Epistemic violence, women, and Hindi public sphere: An exploratory survey of editorial practices in Hindi literary periodical Ālocnā

Presenter

puri maria - independent researcher, independent researcher, New Delhi, India, India

Panel

44 – Narratives of Women, Violence and Memory in South Asia

Abstract

The paper is a part of a study of narratives on violence against women (VAW) in vernacular literatures and offers an exploratory survey of editorial practices in a Delhi-based Hindi literary periodical Ālocnā. The reviewed corpus comprises 75 issues, from April/June 2000 (No. 1) to October/December 2023 (No. 75, published in November 2024). The over two decades long timeframe allows one to trace trajectory of women’s presence in the journal, be it as contributors of content (articles, reviews), subjects of discourse (women’s writing, literary representation of women and women related issues) or authors of reviewed books. Even a cursory scrutiny reveals dominant presence of men as writers of content and discussants, including on topics related to women (e.g., a women-centered No. 33, April/June 2009). None of the 75 issues have been dedicated to a woman writer or to writing by women though there are special issues on male writers (e.g., Bhishm Sahni, No. 17-18; Agyey, No. 41).

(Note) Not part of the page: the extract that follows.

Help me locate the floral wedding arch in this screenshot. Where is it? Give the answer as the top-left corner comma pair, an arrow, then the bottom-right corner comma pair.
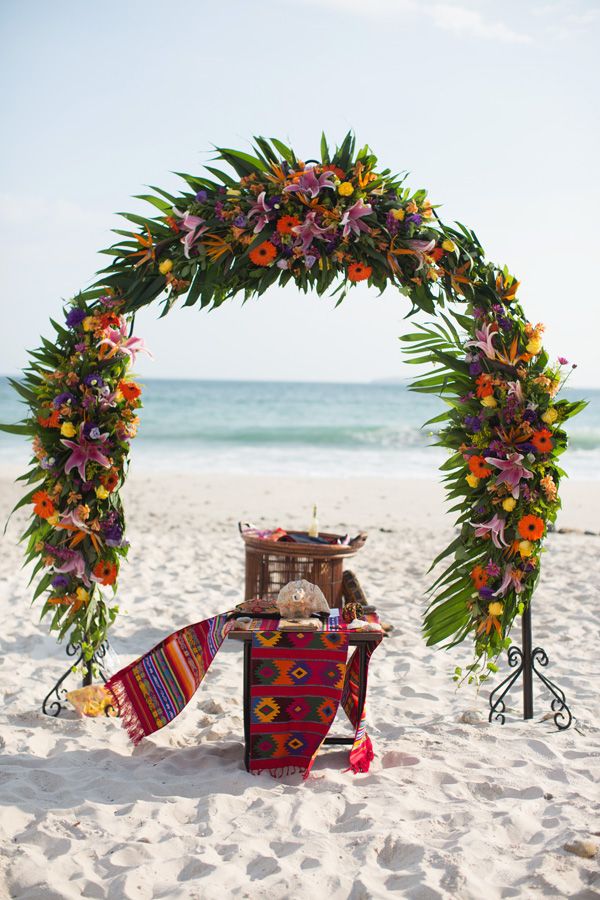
3,134 -> 585,678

Keeping in mind the notion of ‘epistemic violence’ (Spivak 1988), the present survey attempts to analyse VAW as actualised in the editorials, book reviews (presence/absence of women authored books), articles on women’s writings, etc., in order to understand possible reasons (institutional/patriarchal habits?) behind the underrepresentation of women as content writers or contributors to literary criticism embodied in Ālocnā.